Dalla cacciata dei Borboni al terremoto del 1908.
L’immagine di copertina lascia trasparire piccole luci in lontananza, a guardia dello Stretto di Messina, mentre il rigoglio della vegetazione si apre un varco nel manto notturno. Il dipinto La flotta è dell’artista Thomas Edwin Mostyn (1863.1930). Il libro è Genius Loci di Maria Grazia Genovese, versatile artista siciliana, nata come musicista.
Se proprio vogliamo inquadrare Genius Loci in un genere letterario, per circoscriverne i contenuti, lo definirei un romanzo storico-sentimentale e per non risultare stucchevole non dirò che mi ha coinvolta fin dalla prima pagina, grazie a una descrizione poetica in dialetto siciliano che oserei definire animistica se non rischiassi di oltrepassare la linea del sacro:
/ Un cuore che ora, nella solitudine della notte, sussultava per questo vento insistente, che ad ogni folata sembrava voce – lamento – di lupo, di donna, d’anima in pena. /
Ma quanto c’è di sacro o profano nel riuscire a percepire, a registrare sensazioni che oltrepassano la logica concettuale?
Siamo corpo e anima, spirito e materia in un legame scindibile, forse, solo dopo la morte. I luoghi attraversati, vissuti, preserveranno nel tempo qualcosa che ci è appartenuto e che potrà essere trasmesso? Lasciamo osare il dubbio, certo è che vi sono anime capaci di percepirsi e questo non è dato a tutti.
Il “genius loci” è vita non manifesta, un ponte atemporale indefinibile avvolto nella magia del mistero, è il legame storico-culturale – passato e presente – che identifica i luoghi.
Maria Grazia Genovese nel suo romanzo riporta alla memoria, rigenerandolo, non solo un passato, risalente a un arco di oltre centosessanta anni – cacciata dei Borboni fino al terremoto del 1908 – ma con esso ciò che lo ha plasmato originando il presente.
Grazie al ritrovamento di un diario, in una vetusta dimora che ancora conserva tracce del suo vecchio splendore, il lettore sarà catapultato nella trinacria della seconda metà ottocento. Maria sembrerà alienarsi dalla quotidianità, attratta in maniera inspiegabile dagli scritti – il cui inizio è datato al 1859 – di colei che poi risulterà essere sua trisavola.
Per quale caso fortuito abbia deciso di comprare proprio quella tenuta, ora in fase di ristrutturazione, non ci è dato sapere o forse sì perché tra quelle pagine ingiallite, più che un diario, c’è un lascito spirituale che, una volta riesumato, rianima l’intero sito abitativo così come, sembra rinvigorirsi la stessa Maria rivivendo le vicende di Matilde.
Le due donne, in un’alternanza narrante con salti temporali magistralmente definiti, sono le figure centrali dell’opera ma non per questo uniche protagoniste.

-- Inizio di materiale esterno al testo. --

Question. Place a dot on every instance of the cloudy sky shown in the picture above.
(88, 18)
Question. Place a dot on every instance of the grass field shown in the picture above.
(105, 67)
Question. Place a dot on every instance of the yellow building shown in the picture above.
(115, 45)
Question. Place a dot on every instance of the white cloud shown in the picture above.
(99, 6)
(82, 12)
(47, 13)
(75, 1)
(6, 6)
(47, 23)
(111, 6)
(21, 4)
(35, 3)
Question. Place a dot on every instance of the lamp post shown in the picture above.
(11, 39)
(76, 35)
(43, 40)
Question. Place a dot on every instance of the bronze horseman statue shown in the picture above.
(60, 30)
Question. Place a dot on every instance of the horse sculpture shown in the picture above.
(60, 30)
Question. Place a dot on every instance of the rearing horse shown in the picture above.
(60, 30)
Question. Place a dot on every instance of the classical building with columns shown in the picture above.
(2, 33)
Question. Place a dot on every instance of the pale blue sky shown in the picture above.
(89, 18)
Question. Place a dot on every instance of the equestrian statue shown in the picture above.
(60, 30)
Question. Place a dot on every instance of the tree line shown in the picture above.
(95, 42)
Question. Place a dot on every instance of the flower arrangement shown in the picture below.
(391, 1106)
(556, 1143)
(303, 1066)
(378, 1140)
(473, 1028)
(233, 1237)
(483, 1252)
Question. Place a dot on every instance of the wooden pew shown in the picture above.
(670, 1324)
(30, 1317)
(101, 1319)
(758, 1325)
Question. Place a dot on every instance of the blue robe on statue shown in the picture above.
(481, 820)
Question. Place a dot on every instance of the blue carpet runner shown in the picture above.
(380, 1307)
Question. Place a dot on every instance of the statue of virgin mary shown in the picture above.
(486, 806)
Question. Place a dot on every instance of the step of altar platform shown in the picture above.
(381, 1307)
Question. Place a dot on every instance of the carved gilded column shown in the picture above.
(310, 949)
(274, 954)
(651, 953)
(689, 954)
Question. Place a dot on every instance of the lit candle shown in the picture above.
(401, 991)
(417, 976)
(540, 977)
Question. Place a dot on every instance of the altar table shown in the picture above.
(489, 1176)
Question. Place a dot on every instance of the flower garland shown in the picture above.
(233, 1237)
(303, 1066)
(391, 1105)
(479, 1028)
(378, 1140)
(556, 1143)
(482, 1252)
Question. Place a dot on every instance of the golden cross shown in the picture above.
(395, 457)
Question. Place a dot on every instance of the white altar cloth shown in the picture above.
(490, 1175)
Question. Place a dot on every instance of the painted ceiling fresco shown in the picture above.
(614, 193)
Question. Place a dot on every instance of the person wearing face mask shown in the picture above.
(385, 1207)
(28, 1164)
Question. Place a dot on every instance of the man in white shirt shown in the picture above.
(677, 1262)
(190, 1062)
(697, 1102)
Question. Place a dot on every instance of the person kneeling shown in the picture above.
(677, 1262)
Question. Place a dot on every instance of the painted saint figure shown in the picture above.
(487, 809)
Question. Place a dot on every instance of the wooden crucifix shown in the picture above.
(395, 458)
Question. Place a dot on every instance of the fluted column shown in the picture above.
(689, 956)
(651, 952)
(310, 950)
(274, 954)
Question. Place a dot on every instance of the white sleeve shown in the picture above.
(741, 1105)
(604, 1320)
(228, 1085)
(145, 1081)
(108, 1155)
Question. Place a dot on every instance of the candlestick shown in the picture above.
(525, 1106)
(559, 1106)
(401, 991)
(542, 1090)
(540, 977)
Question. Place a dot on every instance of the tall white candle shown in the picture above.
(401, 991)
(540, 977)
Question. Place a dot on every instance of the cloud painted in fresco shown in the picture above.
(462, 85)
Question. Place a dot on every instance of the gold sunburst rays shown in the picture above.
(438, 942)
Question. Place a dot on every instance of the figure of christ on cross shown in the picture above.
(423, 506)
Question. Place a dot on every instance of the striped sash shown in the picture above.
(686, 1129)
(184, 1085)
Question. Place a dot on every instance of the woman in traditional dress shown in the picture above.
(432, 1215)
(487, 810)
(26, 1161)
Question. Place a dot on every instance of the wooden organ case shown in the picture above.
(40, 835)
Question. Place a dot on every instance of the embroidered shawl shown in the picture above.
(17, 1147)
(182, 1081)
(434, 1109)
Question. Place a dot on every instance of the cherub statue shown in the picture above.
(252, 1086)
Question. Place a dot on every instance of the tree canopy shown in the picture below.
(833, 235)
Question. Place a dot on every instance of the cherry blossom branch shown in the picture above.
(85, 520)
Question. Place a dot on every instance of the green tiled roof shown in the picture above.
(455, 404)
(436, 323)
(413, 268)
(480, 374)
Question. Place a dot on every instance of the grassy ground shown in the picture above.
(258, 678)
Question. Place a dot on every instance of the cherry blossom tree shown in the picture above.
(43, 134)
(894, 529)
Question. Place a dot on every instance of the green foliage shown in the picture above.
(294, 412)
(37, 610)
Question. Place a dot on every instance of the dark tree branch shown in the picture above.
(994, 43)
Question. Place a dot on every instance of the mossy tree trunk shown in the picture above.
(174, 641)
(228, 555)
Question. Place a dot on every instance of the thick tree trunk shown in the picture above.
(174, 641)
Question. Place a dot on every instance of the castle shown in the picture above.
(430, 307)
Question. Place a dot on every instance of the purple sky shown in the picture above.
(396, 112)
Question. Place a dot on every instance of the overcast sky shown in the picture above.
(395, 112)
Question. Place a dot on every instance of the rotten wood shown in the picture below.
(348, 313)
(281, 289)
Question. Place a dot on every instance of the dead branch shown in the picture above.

Infatti è impossibile considerare marginali i personaggi che si avvicendano nell’ordito della trama, ognuno dei quali fondamentale e caratterizzato con dovizia qual è, ad esempio, la figura di Pietro, destinato al sacerdozio per volere del padre.
Le sorti delle due famiglie prenderanno una svolta quando sboccerà l’amore intenso, passionale, che non lascia scampo tra Pietro e Matilde, per fortuna con risvolti diversi da Uccelli di rovo di Colleen McCullough in cui Padre Ralph e Maggie non riusciranno a unire i loro destini.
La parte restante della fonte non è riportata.